Tuesday, September 13, 2011

Signs of the Season













A beautiful morning today in the village of Raquette Lake. The colors are changing a lot in certain places. It seems early, but a careful assessment proves otherwise. The maples are still in their summer coats. The changes seem mostly related to the wetland trees. There is a really nice little pond right on Rt. 28 near the village. I've done a few simple things there over the years, but today I was determined to dig into it a little. Today I was captured by the subtle variations in the earth-tone colors of the trees bordering the pond. The image I made looks like chaos at first, but there is a definite simple structure and the more I look at it the more I see. I'll look at it again six months from now and decide whether I really like it or not!

Monday, September 12, 2011

Driving Through The Woods

Beautiful weather today once the morning blah burned off. I couldn't resist taking my new car into Moose River Recreation Area. It's been so long since I've had a car that can go in there without my being on edge the whole time. So long in fact that the D.E.C. has since closed my favorite road in the area, toward Muskrat Pond and Squaw Lake, one of the most beautiful remote trails in the Adirondacks. It still makes me sad.

Today was all about checking out what's changed, stopping along the way to walk down to the various streams, clear my head. It didn't take long for me to be reminded why I love northern forest so much. Nothing smells like the north woods.

This being a weekday, the Otter Brook campsite was unoccupied. A great place for me to plop down my camp chair and finish a book. Sure wish I would have brought my tent...

Finally

Misty, rainy, Seventh Lake Mountain
Got up to meet the sunrise today. At least that was the plan. It wasn't obvious to me when the sun actually came up. So my first morning here is a gray one. But that's OK. Anything here is better than a nice day anywhere else!

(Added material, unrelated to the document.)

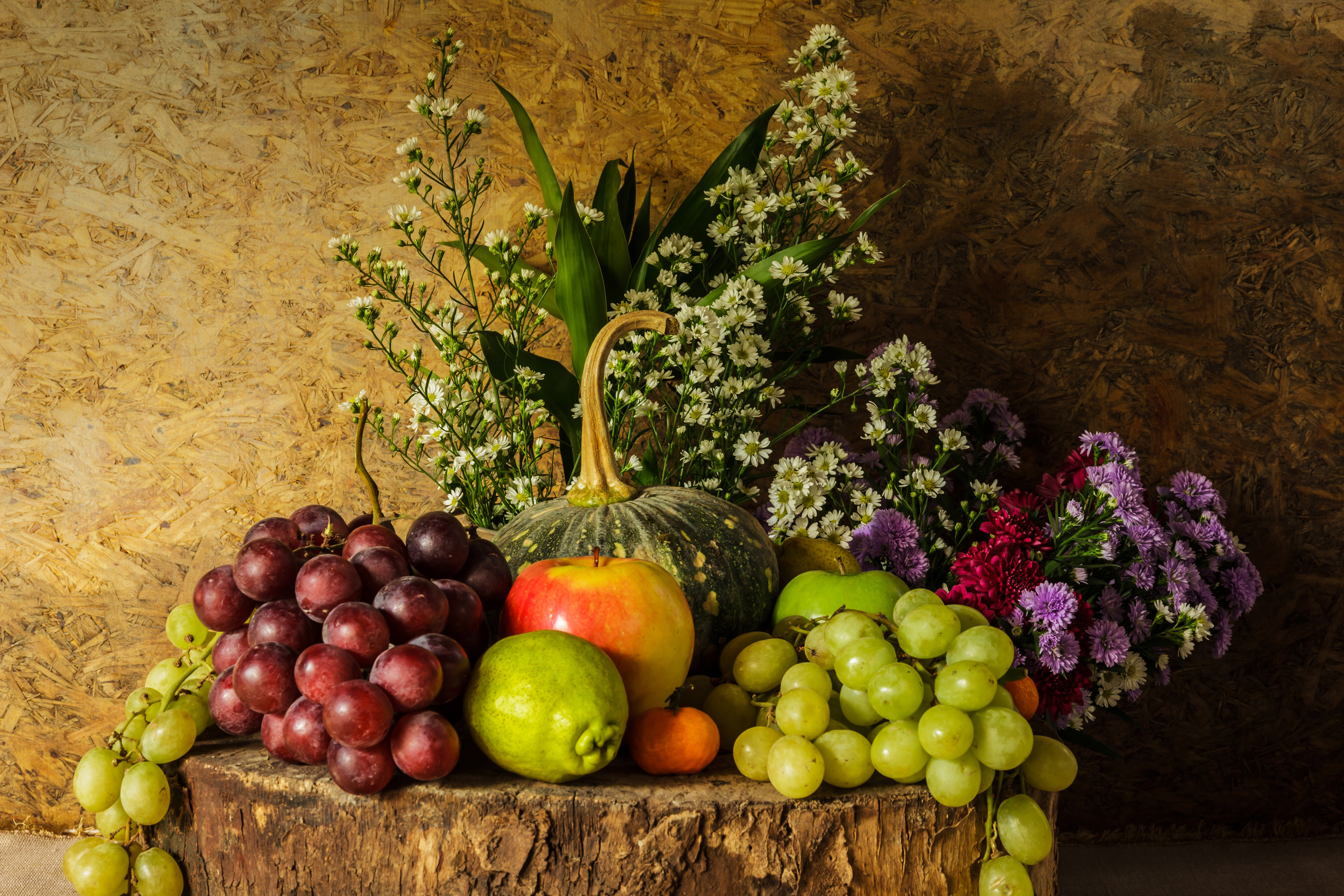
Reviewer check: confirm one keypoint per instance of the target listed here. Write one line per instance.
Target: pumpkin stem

Goal #1: Take a photo of something. Anything. Just get started.

Mission accomplished. It's not much, but I saw, I heard, I smelled the Adirondacks again.

I find myself wishing I could share it with someone...

Saturday, September 10, 2011

Looking Forward

I was supposed to be on the road today. Figured I'd get up at 5:00 AM, pack the car, and head to Inlet for my fall season. That plan went to hell when the torrential downpour (that lasted an hour!) and lightning storm began at 4:45. As I lay in bed it occurred to me that I could stay here one more day and get a head start on my materials for the next two workshops. So here I am...

I came across this poem by Mary Oliver last night. It reminded me immediately of Nancy Rotenberg. It also makes me ponder my own uncertain future. It is a wake-up call to us in our muddling through life...


The Summer Day
By Mary Oliver

Who made the world?
Who made the swan, and the black bear?
Who made the grasshopper?
This grasshopper, I mean –
the one who has flung herself out of the grass,
the one who is eating sugar out of my hand,
who is moving her jaws back and forth instead of up and down –
who is gazing around with her enormous and complicated eyes.
Now she lifts her pale forearms and thoroughly washes her face.
Now she snaps her wings open, and floats away.
I don’t know exactly what a prayer is.
I do know how to pay attention, how to fall down
into the grass, how to kneel down in the grass,
how to be idle and blessed, how to stroll through the fields,
which is what I have been doing all day.
Tell me, what else should I have done?
Doesn’t everything die at last, and too soon?
Tell me, what is it you plan to do
with your one wild and precious life?